Re: [Ksummit-2010-discuss] checkpoint-restart: naked patch

Previous message: [thread] [date] [author]
Next message: [thread] [date] [author]
From: Oren Laadan
Date: Saturday, November 20, 2010 - 11:05 am

Hi,

Based on discussion with Gene, I'd like to clarify key points and
difference between kernel and userspace approaches (specifically
linux-cr and dmtcp): three parts to break the long post...

part I: perpsectice about the types of scopes of c/r in discussion
part II: linux-cr design adn objectives
part III: comparison kernel/userspace approaches

[now relax, grab (another) cup of coffee and read on...]

PART I:  ==PERSPECTIVE==

A rough classification of c/r categories:

* container-c/r: important use-case, e.g. c/r and migration of an
  application containers like VPS (virtual private server), VDI
  (desktop) or  other self-contained application (e.g.
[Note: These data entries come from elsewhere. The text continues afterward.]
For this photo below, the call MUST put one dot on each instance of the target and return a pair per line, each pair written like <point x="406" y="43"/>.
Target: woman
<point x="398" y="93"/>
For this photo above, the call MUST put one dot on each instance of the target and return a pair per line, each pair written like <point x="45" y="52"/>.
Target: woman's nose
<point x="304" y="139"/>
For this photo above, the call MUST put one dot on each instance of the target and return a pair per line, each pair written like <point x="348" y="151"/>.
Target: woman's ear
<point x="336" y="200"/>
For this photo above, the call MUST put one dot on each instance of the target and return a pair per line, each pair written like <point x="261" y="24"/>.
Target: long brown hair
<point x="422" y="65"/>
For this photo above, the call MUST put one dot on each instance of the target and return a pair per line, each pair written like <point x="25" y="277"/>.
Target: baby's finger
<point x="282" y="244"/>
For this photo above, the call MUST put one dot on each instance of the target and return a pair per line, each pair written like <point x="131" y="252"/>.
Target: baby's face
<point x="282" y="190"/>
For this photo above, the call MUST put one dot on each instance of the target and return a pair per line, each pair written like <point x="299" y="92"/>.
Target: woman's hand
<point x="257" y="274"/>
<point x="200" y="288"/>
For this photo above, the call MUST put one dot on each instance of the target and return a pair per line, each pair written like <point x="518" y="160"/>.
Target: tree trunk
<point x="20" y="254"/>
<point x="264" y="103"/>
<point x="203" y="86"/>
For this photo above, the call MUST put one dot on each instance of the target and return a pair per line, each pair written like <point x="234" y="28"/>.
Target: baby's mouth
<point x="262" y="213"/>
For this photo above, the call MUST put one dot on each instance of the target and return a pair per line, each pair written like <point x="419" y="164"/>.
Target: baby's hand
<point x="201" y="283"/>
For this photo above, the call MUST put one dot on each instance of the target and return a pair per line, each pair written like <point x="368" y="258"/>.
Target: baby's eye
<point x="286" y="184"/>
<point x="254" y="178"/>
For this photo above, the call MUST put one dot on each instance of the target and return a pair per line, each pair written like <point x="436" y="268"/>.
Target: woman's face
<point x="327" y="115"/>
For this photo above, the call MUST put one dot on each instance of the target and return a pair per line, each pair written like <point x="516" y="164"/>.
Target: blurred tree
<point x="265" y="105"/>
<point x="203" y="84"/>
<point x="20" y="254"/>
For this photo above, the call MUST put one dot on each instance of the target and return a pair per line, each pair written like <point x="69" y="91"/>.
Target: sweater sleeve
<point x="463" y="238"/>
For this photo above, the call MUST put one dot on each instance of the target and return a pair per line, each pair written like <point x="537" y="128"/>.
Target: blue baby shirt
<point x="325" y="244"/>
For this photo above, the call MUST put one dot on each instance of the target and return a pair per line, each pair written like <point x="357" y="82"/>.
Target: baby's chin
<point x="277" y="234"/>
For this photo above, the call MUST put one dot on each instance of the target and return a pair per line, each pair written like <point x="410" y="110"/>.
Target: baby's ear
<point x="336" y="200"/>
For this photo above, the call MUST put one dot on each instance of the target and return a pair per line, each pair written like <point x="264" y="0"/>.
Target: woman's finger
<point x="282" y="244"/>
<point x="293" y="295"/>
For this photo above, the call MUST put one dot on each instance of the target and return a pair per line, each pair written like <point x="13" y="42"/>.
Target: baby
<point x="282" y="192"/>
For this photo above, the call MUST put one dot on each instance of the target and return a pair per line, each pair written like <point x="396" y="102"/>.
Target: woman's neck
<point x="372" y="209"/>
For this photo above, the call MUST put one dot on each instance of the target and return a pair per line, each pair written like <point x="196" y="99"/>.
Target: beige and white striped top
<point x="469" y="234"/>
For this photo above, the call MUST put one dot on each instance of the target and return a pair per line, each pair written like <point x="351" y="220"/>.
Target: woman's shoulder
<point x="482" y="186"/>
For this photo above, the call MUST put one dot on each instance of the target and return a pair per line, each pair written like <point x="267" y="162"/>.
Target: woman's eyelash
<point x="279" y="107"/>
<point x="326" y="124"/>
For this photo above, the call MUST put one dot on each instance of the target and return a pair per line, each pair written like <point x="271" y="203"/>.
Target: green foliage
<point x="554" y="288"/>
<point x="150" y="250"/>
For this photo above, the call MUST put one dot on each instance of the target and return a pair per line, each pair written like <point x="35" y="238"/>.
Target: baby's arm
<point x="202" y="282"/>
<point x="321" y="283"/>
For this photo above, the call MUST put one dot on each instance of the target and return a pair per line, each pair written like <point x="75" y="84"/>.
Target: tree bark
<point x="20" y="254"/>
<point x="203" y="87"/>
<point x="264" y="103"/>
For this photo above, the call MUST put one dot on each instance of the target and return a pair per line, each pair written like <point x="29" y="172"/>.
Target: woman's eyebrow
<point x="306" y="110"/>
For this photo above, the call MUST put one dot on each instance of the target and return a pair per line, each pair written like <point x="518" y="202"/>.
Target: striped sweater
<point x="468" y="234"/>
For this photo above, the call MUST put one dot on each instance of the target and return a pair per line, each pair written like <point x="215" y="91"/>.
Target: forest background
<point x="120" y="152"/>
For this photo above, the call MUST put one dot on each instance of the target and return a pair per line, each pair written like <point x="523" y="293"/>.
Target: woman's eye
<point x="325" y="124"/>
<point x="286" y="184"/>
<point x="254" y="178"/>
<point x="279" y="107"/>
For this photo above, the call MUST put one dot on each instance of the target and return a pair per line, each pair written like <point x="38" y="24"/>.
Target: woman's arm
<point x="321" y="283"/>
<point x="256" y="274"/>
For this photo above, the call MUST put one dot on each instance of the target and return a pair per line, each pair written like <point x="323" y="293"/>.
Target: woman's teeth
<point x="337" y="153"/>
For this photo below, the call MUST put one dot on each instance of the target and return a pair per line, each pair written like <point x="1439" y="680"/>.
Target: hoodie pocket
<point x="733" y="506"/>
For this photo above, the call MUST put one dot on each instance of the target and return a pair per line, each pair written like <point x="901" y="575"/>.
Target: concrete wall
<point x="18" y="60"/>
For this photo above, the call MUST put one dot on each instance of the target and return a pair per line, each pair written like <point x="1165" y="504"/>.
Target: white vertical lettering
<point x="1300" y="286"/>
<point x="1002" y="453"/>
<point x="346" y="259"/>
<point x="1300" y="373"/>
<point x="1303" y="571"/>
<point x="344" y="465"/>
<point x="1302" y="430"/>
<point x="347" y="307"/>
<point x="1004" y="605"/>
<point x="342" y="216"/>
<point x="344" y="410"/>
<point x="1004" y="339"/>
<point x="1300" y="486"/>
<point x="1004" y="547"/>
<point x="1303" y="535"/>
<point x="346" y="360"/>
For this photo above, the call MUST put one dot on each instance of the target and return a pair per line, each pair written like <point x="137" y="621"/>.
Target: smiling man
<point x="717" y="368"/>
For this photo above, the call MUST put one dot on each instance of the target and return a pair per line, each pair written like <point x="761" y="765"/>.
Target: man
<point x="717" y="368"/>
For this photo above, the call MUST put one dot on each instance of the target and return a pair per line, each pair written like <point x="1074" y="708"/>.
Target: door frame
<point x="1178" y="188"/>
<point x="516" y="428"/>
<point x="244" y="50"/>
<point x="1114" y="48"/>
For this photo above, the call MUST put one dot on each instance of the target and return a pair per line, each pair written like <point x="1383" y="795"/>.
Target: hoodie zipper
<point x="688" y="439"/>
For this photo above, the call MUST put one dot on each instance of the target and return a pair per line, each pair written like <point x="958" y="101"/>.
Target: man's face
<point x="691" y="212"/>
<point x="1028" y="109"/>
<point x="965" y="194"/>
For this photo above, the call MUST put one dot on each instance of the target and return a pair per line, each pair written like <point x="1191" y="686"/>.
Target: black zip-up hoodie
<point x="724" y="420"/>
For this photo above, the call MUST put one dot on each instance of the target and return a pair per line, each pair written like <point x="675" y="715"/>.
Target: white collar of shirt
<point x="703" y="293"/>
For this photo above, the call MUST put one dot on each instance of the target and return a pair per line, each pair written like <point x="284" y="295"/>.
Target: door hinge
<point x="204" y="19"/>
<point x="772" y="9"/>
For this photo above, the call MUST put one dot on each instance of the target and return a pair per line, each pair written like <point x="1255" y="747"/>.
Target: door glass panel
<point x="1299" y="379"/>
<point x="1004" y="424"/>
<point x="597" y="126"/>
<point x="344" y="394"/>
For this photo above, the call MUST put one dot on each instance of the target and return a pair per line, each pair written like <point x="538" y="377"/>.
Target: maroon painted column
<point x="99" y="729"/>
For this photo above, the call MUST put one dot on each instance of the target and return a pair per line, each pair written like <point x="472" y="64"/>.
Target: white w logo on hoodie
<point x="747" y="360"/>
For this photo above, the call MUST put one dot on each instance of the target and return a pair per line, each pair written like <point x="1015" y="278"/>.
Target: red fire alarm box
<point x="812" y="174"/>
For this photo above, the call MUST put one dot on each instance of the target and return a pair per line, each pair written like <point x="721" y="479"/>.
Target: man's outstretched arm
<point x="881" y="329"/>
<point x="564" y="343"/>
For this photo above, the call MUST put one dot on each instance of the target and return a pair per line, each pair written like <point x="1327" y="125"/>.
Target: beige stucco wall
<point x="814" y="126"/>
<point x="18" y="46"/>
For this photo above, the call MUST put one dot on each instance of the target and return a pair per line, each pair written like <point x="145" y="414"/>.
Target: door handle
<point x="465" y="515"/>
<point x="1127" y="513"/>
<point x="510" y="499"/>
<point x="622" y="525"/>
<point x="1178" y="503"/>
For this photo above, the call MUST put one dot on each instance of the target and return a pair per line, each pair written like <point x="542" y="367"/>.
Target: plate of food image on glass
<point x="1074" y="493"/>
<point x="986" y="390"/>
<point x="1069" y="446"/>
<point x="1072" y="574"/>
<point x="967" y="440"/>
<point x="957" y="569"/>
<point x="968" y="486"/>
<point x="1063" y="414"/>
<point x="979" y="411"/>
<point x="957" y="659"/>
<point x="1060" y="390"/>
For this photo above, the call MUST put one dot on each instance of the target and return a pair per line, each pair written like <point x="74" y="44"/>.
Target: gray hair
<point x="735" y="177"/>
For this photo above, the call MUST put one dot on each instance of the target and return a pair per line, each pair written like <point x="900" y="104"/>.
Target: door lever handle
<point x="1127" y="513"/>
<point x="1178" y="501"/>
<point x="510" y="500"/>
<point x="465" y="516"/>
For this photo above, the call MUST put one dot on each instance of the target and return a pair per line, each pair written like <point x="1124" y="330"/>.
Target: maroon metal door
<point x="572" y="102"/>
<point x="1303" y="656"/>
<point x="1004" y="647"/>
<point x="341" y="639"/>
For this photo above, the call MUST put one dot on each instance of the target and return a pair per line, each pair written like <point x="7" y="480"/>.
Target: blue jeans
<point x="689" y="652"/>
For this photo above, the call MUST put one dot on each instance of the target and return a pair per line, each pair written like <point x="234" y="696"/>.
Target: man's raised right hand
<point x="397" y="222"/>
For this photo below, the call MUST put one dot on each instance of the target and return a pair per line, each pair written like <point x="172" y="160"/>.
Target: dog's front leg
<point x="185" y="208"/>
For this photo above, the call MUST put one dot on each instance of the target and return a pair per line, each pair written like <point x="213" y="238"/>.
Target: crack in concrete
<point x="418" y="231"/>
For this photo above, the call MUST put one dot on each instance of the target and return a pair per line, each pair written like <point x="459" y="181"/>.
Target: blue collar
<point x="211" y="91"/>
Oracle server).
  Here _all_ the relevant processes are included in the checkpoint.

* standalone-c/r: another use-case is standalone-c/r where a set of
  processes is checkpointed, but not the entire environment, and then
  those processes are restarted in a different "eco-system".

* distributed-c/r: meaning several sets of processes, each running
  on a different host. (Each set may be a separate container there).

In container-c/r, the main challenge is to be _reliable_ in the sense
that a restart from a successful checkpoint should always succeed.

In standalone-c/r, the main challenge is that an application resumes
execution after a restart in a possible _different_ eco-system. Some
application don't care (e.g 'bc'). Other applications do care, and to
different degrees; for these we need "glue" to pacify the application.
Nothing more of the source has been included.